Home advantage shouldn’t make a massive difference in rugby and certainly not in the professional era.
Yet there’s no denying that whenever the French travel to Murrayfield, it’s as if they see the words “Abandon hope all ye who enter here” emblazoned on the stadium gates.
But there again, considering the Scots’ dismal record at Twickenham, where they haven’t savoured victory since 1983, and at Cardiff’s Millennium Stadium, where they have lost the last 10 meetings against the Welsh, it is pretty obvious that hosting these big internationals gives you between seven and 10 points of a start.
Until Sunday’s meeting with Les Bleus, Gregor Townsend’s team had struggled to make a significant impact on the 2020 Six Nations, but there was no denying the va-va-voom of their performance in extinguishing their opponents’ Grand Slam aspirations.
Even before Mohamed Haouas deservedly saw red towards the end of the first half, the visitors had been out of sorts and unable to impose themselves with the same mixture of panache and pragmatism which had yielded success earlier in the tournament.
Even their normally quicksilver backs created little – apart from a wonderful try for Damian Penaud – and with Adam Hastings, Sean Maitland and Stuart Hogg all sparkling on their home turf, while the likes of Hamish Watson, Grant Gilchrist and Jamie Ritchie excelled in the forward exchanges, this was a display which finally exorcised the memory of last autumn’s disappointing World Cup campaign.
The more critically-minded may argue that the French were actually winning when Haouas was sent off, albeit by just 7-6, but that is to ignore the innovation and immersive approach of Townsend’s personnel as they knuckled down to their task.

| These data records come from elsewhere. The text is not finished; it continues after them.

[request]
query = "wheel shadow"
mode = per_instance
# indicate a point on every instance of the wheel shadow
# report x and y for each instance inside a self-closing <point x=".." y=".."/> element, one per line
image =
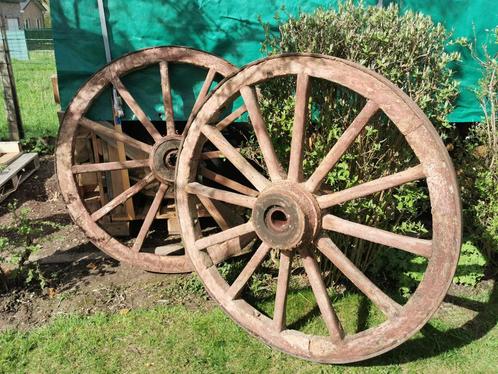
<point x="435" y="342"/>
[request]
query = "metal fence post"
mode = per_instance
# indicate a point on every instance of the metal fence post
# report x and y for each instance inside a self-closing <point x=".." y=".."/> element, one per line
<point x="13" y="111"/>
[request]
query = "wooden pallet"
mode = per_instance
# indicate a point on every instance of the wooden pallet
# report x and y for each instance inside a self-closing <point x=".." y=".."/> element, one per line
<point x="16" y="172"/>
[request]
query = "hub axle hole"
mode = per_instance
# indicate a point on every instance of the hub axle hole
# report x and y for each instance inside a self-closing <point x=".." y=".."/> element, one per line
<point x="277" y="219"/>
<point x="170" y="159"/>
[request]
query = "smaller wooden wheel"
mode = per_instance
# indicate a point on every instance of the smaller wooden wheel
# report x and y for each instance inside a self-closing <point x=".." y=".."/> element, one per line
<point x="141" y="175"/>
<point x="291" y="215"/>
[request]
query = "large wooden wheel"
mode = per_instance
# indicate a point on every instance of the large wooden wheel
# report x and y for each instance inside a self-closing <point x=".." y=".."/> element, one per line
<point x="291" y="216"/>
<point x="147" y="155"/>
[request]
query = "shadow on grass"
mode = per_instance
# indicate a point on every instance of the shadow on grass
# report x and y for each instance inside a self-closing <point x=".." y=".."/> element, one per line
<point x="435" y="342"/>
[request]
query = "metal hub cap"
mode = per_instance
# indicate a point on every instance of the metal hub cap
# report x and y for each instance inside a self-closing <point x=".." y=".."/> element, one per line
<point x="163" y="158"/>
<point x="286" y="216"/>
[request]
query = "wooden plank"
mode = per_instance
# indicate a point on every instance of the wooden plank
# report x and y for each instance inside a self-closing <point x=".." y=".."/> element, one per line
<point x="16" y="173"/>
<point x="10" y="147"/>
<point x="8" y="158"/>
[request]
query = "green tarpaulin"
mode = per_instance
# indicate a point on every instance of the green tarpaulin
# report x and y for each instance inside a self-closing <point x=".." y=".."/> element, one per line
<point x="227" y="28"/>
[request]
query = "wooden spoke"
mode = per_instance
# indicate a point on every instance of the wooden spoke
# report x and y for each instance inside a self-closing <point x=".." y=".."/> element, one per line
<point x="214" y="212"/>
<point x="371" y="187"/>
<point x="109" y="166"/>
<point x="322" y="298"/>
<point x="149" y="218"/>
<point x="203" y="93"/>
<point x="256" y="260"/>
<point x="219" y="141"/>
<point x="224" y="236"/>
<point x="120" y="199"/>
<point x="221" y="195"/>
<point x="167" y="99"/>
<point x="419" y="247"/>
<point x="228" y="120"/>
<point x="387" y="305"/>
<point x="251" y="101"/>
<point x="230" y="183"/>
<point x="344" y="142"/>
<point x="282" y="290"/>
<point x="299" y="129"/>
<point x="136" y="109"/>
<point x="117" y="136"/>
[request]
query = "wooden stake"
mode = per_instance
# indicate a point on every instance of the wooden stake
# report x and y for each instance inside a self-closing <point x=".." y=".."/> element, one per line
<point x="14" y="121"/>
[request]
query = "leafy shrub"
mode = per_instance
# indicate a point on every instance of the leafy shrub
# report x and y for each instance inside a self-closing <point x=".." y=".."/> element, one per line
<point x="478" y="162"/>
<point x="409" y="50"/>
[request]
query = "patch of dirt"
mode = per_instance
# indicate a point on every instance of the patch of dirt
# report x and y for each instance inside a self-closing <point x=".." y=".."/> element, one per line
<point x="91" y="282"/>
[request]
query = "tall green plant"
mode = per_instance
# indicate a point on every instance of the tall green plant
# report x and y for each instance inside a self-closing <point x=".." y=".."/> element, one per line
<point x="478" y="159"/>
<point x="409" y="50"/>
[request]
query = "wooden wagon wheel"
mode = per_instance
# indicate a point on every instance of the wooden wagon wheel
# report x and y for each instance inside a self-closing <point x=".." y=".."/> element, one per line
<point x="290" y="215"/>
<point x="155" y="156"/>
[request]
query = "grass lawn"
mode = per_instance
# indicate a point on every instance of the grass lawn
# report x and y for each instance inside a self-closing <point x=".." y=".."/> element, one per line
<point x="462" y="339"/>
<point x="34" y="89"/>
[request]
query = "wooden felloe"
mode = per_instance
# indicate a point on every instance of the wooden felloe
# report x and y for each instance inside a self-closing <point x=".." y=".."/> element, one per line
<point x="291" y="217"/>
<point x="110" y="178"/>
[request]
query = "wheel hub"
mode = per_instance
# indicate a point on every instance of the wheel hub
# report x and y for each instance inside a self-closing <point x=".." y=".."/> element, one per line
<point x="285" y="216"/>
<point x="163" y="158"/>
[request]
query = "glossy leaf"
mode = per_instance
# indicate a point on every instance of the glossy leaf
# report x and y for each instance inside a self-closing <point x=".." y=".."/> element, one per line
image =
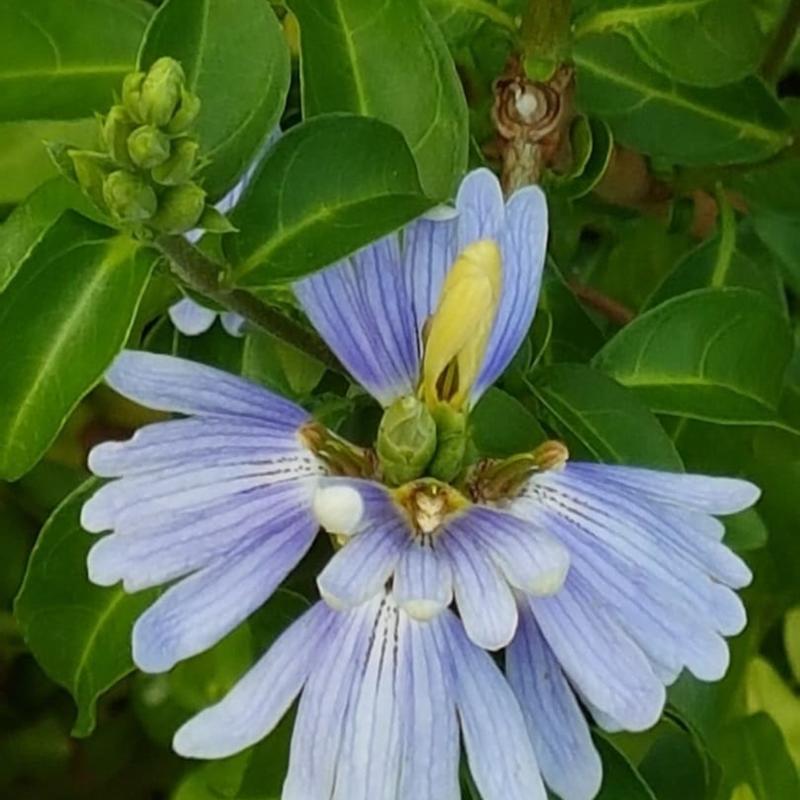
<point x="50" y="360"/>
<point x="236" y="60"/>
<point x="601" y="420"/>
<point x="53" y="68"/>
<point x="713" y="354"/>
<point x="654" y="114"/>
<point x="316" y="197"/>
<point x="79" y="633"/>
<point x="387" y="60"/>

Indeed, there was a joie de vivre about much of their play with Hogg – who struggled in the opening two matches – reminding anybody who doubted his qualities that he is one of the great mercurial talents in the modern game, a redoubtable figure capable of unlocking any defence with his creative verve and venom.
The trick now is to build on the success against a Welsh team who have lost their last three matches in the competition – something which hasn’t happened for years – and who will be desperate to rectify the situation on Saturday afternoon.
Let’s be honest, their 33-30 defeat to England was a scoreline which was a travesty of the fashion in they were torn apart by their rivals at Twickenham.
For the first 70 minutes, they were off the pace and although two late tries – in the aftermath of a red card for Manu Tuilagi – brought them a losing bonus point, nobody should be fooled: this is a team which has gone into reverse gear since the departure of former coach, Warren Gatland, and ex-defensive supremo, Shaun Edwards.
Nobody in the Scotland camp will expect anything other than a ferocious response, but this is an excellent opportunity for them to maintain their momentum and finally register another win in a city where rugby is the beating pulse of the nation.
On recent evidence, they can expose weaknesses in the Welsh rearguard and, while it will be a dogfight staged in a bullring, there is no reason for them to be fearful, and definitely not if they can silence the crowd in the early stages.
They haven’t triumphed at the Millennium Stadium since their 27-22 win in 2002 – and Scots should never get carried away when it comes to away matches anywhere.
But, for the moment, there is a sniff of positivity among the fans, a palpable spring in the step of the SRU’s finest and, thank heavens, we have reached the end of a column without mentioning you-know-who from Racing 92!